Part
1: (48 minutes)
- Big
River
- Greatest
Story Ever Told
- China
Cat Sunflower
- Black
Throated Wind
- Playin’
in the Band
- Don’t
Ease Me In
Part
2: (59 minutes)
- He’s
Gone >
- Bass
and Drums >
- The
Other One >
- Space
>
- Me
& Bobby McGee >
- The
Other One >
- Wharf
Rat
192kbps
files derived from a couple of sources.
It
always pains me a bit when they release another September 1972 show, and it’s
not this one. (There are four of them so far.) The circulating SBDs of 9/28 are
incomplete,* but there’s great stuff in there, and I rank the main, 20-minute “The
Other One” passage as one of the best improvisational explorations of the era. The
song’s undertow never quite goes away, but a tender counter-melody dominates,
recurring and beautifully developed.
The
“China Cat” is by itself, because “I Know You Rider” spliced into a bad
audience recording – but it’s a really good “China Cat” with an extended intro.
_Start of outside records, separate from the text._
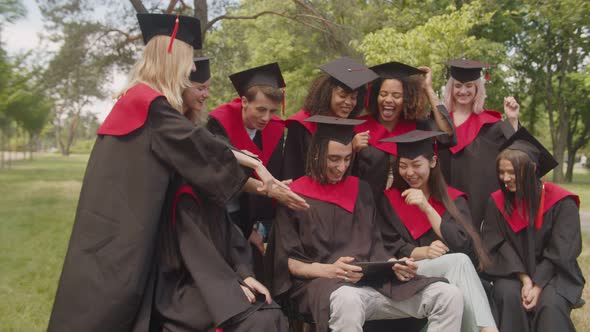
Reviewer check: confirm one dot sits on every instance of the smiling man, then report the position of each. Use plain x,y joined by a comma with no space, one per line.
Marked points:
250,123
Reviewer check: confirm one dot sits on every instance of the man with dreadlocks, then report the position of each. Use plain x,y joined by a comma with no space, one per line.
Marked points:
315,251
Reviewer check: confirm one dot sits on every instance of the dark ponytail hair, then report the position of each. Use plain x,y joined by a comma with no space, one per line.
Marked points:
528,184
438,190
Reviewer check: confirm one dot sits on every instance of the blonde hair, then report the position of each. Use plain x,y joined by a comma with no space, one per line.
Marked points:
478,100
167,73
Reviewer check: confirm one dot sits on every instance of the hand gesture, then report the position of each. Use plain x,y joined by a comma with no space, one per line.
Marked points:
255,286
285,196
343,270
436,249
416,197
360,141
405,272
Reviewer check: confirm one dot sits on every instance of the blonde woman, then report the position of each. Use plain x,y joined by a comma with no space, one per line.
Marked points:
108,274
469,165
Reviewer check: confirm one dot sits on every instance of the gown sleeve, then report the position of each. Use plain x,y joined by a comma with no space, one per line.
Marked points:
430,124
454,234
295,154
564,245
192,151
505,260
388,223
215,279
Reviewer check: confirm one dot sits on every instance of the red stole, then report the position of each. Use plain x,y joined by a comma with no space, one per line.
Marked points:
378,132
411,216
186,189
343,193
300,117
468,130
552,194
230,117
129,112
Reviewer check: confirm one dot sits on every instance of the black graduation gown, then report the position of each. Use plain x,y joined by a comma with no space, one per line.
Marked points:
108,274
323,234
548,256
473,168
373,163
253,207
297,143
399,242
203,260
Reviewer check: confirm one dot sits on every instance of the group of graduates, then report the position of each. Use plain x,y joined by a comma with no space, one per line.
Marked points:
419,214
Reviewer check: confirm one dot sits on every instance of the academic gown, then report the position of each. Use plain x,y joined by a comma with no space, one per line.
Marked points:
336,225
548,255
372,164
405,227
108,275
297,144
203,260
470,166
226,121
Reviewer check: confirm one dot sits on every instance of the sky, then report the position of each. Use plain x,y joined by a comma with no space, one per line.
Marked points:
23,35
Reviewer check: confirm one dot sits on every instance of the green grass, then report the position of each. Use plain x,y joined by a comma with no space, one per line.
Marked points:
37,206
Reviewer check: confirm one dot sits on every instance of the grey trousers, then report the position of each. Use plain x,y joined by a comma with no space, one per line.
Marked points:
351,306
459,270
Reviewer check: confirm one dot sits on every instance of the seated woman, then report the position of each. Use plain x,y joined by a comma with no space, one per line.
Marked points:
422,218
397,105
314,251
340,92
532,231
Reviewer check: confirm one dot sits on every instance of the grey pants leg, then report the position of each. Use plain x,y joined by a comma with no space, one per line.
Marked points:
459,270
350,306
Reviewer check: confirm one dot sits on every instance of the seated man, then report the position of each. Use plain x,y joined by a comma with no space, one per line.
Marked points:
313,251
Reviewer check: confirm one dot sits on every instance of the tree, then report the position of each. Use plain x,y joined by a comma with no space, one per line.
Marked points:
554,45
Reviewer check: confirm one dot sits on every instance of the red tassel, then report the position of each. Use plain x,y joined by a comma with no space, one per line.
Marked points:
173,35
539,218
283,107
367,96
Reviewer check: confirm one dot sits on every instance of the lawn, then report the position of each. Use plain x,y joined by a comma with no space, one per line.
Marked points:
37,207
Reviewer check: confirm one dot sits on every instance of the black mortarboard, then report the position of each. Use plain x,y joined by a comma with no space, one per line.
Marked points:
189,28
523,141
395,70
464,70
349,72
415,143
203,72
269,75
334,128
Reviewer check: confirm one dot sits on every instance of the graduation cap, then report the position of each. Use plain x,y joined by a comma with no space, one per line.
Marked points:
185,28
395,70
464,70
523,141
415,143
203,72
334,128
349,72
269,75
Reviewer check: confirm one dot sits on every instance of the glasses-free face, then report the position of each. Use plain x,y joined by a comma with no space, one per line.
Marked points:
464,93
390,101
258,112
507,175
342,102
339,158
416,172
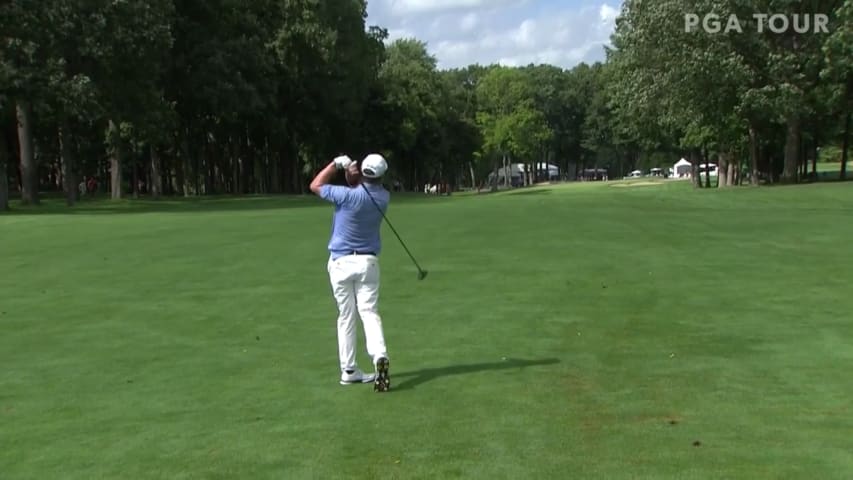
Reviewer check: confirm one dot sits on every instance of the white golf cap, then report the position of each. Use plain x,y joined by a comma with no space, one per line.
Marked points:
374,166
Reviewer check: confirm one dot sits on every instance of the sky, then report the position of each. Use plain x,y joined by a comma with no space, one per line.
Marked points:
508,32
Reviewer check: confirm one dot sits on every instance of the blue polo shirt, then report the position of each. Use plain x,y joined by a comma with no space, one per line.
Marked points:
356,221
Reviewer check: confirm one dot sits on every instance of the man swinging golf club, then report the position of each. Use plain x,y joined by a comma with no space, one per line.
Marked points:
353,264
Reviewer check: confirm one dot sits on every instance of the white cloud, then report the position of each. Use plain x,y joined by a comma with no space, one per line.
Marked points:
469,22
512,33
404,7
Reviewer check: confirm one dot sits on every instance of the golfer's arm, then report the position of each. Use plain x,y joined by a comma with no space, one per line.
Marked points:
324,177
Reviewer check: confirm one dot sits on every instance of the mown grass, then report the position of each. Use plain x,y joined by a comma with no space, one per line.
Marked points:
568,331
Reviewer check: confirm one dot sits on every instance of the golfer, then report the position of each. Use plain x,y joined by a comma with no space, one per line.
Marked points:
353,264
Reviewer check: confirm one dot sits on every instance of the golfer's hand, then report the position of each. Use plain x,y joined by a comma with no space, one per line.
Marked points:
342,162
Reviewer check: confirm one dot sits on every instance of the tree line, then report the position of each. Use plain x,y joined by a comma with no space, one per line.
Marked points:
203,97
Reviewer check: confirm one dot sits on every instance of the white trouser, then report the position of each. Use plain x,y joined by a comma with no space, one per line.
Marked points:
355,285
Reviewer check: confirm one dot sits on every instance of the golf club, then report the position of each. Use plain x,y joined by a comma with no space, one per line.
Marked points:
421,272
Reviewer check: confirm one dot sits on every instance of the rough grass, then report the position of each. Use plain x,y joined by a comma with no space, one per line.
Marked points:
563,332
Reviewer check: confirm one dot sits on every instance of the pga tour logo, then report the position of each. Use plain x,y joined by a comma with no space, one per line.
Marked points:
776,23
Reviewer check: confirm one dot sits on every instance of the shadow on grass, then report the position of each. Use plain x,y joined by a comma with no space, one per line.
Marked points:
418,377
103,205
535,191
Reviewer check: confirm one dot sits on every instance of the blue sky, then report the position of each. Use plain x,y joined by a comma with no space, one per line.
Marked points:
508,32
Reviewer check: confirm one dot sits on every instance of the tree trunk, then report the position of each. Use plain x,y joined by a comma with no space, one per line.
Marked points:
845,147
69,179
815,153
694,167
115,163
156,185
722,170
134,183
29,169
792,150
753,155
707,160
4,181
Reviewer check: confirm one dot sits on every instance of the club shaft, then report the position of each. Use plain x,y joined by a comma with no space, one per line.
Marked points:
392,227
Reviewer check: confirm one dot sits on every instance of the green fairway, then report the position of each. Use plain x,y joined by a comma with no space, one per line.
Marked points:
568,331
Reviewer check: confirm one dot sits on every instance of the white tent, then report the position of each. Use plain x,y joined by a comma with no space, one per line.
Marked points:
682,169
516,170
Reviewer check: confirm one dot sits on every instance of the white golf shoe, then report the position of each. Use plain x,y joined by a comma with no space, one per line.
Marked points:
351,377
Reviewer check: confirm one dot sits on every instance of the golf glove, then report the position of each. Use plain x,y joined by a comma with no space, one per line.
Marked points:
342,162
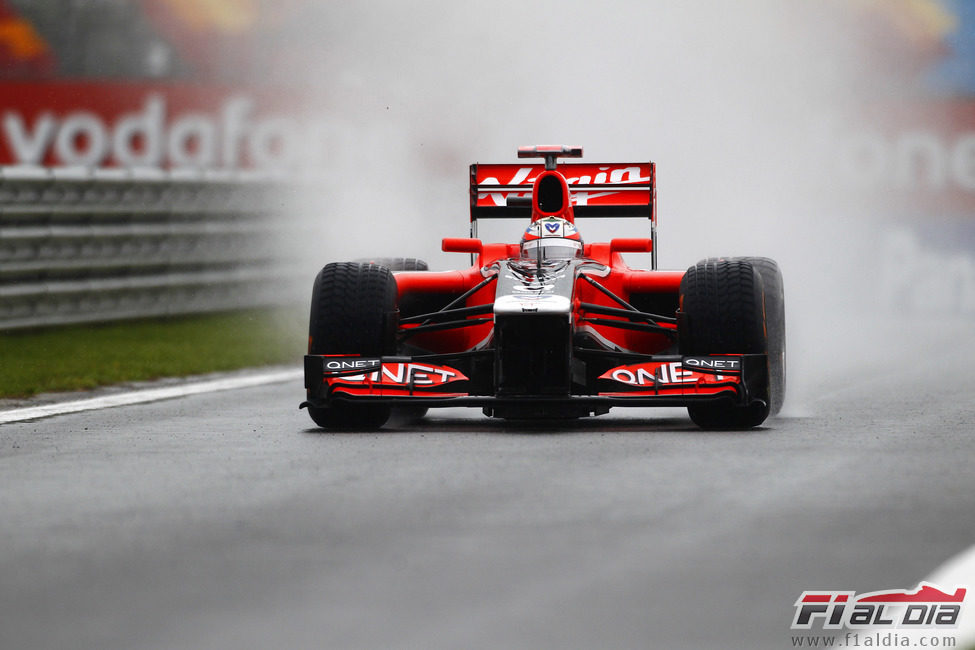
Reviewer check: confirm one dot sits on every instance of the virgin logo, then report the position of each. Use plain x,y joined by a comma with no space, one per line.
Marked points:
230,138
603,176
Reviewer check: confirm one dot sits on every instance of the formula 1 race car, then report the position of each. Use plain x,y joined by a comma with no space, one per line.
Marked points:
550,327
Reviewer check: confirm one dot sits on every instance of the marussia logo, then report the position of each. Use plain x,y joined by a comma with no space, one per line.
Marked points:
925,607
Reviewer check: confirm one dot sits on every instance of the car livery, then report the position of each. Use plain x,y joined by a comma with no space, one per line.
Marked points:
553,326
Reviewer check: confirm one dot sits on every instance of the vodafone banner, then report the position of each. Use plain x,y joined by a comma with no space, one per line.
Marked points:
164,126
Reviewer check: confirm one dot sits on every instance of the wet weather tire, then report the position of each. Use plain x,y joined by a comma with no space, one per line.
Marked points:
722,305
775,324
353,311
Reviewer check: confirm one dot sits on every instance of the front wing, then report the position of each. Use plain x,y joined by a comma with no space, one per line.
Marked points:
659,380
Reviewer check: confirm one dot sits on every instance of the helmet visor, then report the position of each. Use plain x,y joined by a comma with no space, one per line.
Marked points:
552,248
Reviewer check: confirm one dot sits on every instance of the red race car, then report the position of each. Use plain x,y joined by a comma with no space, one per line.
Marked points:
551,327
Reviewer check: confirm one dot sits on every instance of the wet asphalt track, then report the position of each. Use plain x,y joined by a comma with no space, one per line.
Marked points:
226,521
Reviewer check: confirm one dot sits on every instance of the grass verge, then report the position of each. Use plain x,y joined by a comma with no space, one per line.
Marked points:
87,356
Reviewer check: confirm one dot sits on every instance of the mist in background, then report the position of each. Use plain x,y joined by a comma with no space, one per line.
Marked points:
742,105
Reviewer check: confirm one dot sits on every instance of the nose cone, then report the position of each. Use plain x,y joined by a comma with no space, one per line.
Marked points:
550,197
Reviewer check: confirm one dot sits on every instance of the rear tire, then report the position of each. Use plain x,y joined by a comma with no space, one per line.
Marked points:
722,305
353,311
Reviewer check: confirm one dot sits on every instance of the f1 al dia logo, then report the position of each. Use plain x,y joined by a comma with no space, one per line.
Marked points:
925,607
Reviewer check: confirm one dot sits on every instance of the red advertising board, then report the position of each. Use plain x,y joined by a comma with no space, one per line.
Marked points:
166,126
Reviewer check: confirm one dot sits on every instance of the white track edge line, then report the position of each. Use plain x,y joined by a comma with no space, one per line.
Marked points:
145,395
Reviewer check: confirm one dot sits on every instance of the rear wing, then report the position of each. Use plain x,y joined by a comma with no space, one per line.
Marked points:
503,191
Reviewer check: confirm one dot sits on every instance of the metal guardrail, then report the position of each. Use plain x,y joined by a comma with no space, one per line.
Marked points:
96,245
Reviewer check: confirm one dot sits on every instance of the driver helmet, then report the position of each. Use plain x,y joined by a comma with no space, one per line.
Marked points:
551,238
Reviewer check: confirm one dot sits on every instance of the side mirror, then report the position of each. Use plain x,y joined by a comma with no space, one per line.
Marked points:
462,245
631,245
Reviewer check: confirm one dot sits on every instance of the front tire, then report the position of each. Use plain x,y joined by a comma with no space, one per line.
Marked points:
722,305
775,324
353,311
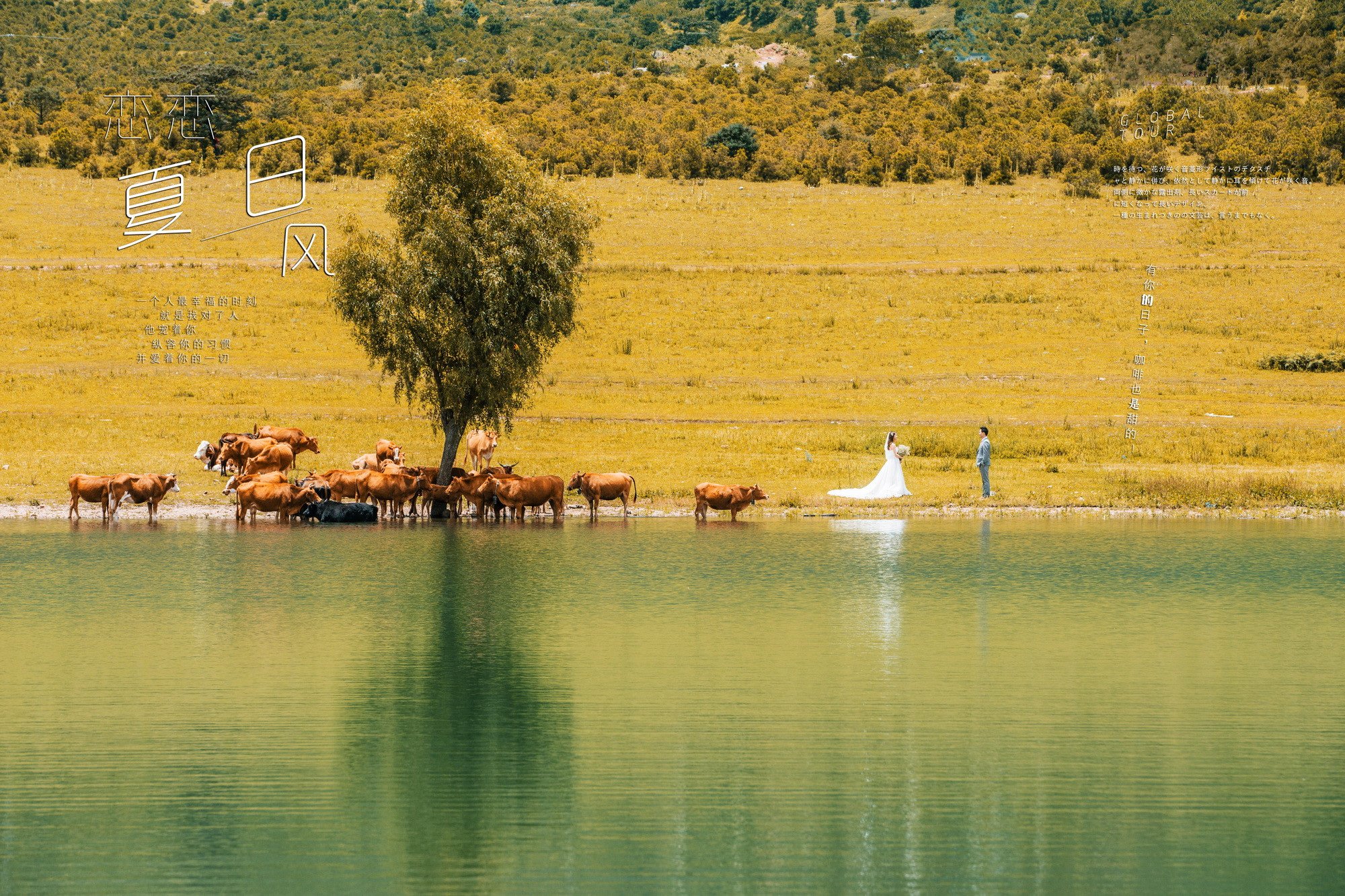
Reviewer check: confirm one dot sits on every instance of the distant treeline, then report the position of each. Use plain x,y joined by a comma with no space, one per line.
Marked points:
914,124
93,46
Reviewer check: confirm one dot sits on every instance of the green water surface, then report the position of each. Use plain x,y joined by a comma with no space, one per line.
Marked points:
656,705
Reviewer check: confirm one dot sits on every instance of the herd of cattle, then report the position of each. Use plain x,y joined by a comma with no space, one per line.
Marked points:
260,463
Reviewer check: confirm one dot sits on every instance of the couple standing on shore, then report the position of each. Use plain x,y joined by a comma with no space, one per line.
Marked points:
891,481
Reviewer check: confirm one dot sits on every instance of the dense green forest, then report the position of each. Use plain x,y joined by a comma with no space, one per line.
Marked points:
857,92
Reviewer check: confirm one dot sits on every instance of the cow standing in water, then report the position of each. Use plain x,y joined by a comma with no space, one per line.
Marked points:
521,493
732,498
481,447
96,490
145,489
597,487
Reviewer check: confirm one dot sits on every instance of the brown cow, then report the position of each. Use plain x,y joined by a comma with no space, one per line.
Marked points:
293,436
96,490
241,450
145,489
521,493
282,499
279,458
732,498
392,490
481,447
597,487
430,474
471,487
237,479
439,493
345,483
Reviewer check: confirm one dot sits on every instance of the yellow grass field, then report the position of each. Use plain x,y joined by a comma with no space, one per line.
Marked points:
734,333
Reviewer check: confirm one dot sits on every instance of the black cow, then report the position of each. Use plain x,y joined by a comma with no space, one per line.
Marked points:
340,512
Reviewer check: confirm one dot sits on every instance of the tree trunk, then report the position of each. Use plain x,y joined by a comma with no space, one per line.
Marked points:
453,425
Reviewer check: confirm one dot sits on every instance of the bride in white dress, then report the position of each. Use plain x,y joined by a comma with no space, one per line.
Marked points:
891,481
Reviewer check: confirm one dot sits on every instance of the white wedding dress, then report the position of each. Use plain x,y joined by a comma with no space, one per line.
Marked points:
891,482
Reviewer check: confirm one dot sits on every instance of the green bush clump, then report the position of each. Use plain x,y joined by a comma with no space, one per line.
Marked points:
1305,362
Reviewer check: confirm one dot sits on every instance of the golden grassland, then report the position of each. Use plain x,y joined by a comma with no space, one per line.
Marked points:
735,333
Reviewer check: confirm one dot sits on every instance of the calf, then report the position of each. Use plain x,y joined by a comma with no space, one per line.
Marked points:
481,447
337,512
521,493
225,439
345,483
732,498
272,498
293,436
392,491
243,450
473,489
597,487
145,489
279,458
96,490
237,479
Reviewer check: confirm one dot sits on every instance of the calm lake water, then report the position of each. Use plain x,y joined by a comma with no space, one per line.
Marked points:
814,705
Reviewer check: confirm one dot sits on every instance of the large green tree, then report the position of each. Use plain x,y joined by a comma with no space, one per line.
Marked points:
466,300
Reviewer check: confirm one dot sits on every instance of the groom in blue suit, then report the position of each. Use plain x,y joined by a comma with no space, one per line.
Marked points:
984,462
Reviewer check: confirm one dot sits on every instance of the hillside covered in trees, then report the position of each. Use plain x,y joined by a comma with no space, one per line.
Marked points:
856,92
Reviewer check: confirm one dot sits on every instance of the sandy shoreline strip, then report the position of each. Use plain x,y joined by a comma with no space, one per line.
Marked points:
185,510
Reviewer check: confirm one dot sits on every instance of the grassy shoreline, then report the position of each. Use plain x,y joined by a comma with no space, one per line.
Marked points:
738,333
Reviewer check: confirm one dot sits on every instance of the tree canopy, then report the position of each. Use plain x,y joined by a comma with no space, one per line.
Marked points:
466,300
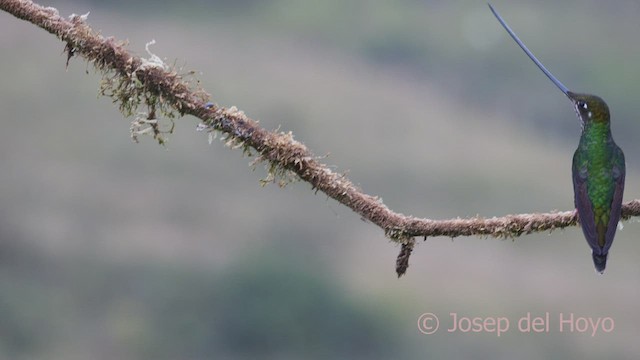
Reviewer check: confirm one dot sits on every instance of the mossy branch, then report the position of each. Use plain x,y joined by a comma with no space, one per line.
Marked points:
134,82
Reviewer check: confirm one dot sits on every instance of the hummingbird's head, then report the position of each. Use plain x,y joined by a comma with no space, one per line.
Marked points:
589,108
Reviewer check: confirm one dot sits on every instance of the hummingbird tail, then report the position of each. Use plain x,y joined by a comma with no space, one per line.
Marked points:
600,262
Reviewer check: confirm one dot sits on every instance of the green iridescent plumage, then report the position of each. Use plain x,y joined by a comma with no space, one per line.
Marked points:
598,169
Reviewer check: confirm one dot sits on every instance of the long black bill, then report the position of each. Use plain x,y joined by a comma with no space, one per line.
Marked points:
515,37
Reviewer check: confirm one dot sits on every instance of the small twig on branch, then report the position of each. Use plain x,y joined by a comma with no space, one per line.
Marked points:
133,82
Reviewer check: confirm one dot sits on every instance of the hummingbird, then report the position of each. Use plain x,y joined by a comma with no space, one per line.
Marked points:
598,169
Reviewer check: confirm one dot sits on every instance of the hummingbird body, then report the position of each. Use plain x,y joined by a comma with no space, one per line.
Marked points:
598,177
598,169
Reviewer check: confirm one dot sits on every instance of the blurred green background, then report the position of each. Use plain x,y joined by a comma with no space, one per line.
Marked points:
116,250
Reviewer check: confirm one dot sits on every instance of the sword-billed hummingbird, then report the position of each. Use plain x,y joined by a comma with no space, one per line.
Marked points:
598,166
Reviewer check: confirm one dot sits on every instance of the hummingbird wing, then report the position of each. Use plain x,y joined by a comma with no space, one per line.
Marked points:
618,172
583,204
598,236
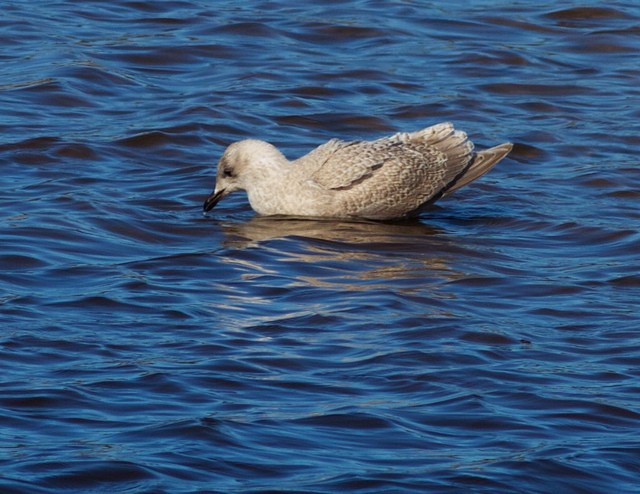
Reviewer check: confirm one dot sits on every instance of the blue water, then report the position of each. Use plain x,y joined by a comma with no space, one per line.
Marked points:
492,346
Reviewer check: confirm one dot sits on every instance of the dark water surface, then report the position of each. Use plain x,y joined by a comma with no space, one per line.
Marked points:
493,346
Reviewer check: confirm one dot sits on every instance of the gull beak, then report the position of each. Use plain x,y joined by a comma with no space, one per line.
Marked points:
212,200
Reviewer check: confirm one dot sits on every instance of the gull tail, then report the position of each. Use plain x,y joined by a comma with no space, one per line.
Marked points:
482,162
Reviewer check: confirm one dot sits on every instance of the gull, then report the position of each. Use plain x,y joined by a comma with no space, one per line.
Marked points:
390,178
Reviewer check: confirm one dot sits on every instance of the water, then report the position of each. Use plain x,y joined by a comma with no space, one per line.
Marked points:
491,346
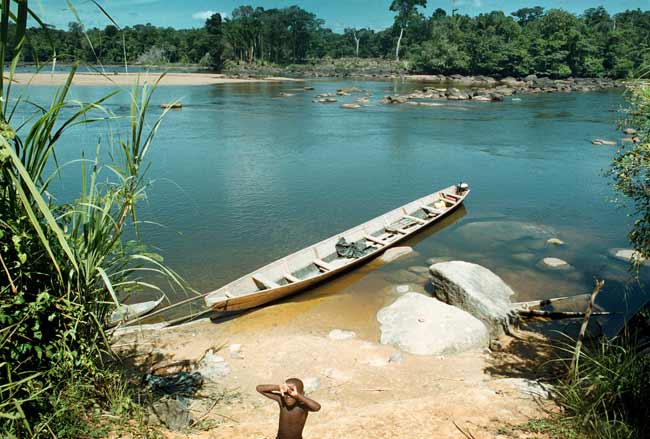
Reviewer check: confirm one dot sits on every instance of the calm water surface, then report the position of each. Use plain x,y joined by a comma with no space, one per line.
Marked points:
243,177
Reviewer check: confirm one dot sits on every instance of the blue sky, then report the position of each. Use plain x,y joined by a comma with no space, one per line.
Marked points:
337,14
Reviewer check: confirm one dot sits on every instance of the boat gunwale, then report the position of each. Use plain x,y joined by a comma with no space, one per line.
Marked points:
292,288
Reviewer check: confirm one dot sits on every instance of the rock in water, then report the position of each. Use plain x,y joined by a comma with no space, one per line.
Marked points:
475,289
393,253
213,366
422,325
556,263
339,334
629,255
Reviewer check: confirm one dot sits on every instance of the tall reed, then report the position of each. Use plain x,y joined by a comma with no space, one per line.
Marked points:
63,266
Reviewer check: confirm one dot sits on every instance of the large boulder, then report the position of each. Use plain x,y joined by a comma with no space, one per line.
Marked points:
475,289
422,325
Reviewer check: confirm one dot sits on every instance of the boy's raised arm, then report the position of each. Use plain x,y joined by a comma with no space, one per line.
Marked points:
311,405
269,390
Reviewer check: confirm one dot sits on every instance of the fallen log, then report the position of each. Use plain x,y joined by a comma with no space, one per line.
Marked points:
546,302
557,314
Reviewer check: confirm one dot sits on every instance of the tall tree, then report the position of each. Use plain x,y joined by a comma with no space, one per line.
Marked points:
405,10
214,28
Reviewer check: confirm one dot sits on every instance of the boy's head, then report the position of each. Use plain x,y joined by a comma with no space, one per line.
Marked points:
300,388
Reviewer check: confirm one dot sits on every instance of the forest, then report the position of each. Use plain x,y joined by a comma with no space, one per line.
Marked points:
532,40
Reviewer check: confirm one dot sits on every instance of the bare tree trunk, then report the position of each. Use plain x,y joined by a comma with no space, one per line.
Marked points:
399,43
356,40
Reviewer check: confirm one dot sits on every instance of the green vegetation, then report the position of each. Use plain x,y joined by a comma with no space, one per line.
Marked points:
551,43
606,396
63,267
631,168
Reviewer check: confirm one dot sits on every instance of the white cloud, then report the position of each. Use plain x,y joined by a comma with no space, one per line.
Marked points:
204,15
And it’s always nice to come across early 1970s versions of Bobby’s improbably-built,
angular tunes (“Greatest Story” and “Black Throated Wind”), on which the band
totally finds the double-jointed groove, and Weir’s vocals aren’t too yelpy. The
“Greatest Story” here features a good version of the “St. Stephen”-style riff
at the climax.
*P.S. - Since I made this mix, I seem to have picked up a nearly complete soundboard, with the complete "I Know You Rider," and a "Half-Step that maybe should be on this mix. Oh, well...
Shortlist philosophy: Start
with a good soundboard of an unreleased show, and keep only what you honestly
want to hear again and again. Be song-agnostic; look for outstanding
performances of anything and everything, and reject an average performance of
any song, no matter how grand that song’s generic status as a big deal may be.
Whatever’s left, edit out the tuning and other delays, and arrange everything
into a pleasing sequence. Share the results in lossy mp3 format, in the spirit
of the cassette tape trading of my youth, diligently not trying to compete with
or annoy Grateful Dead Enterprises, whose property this music is.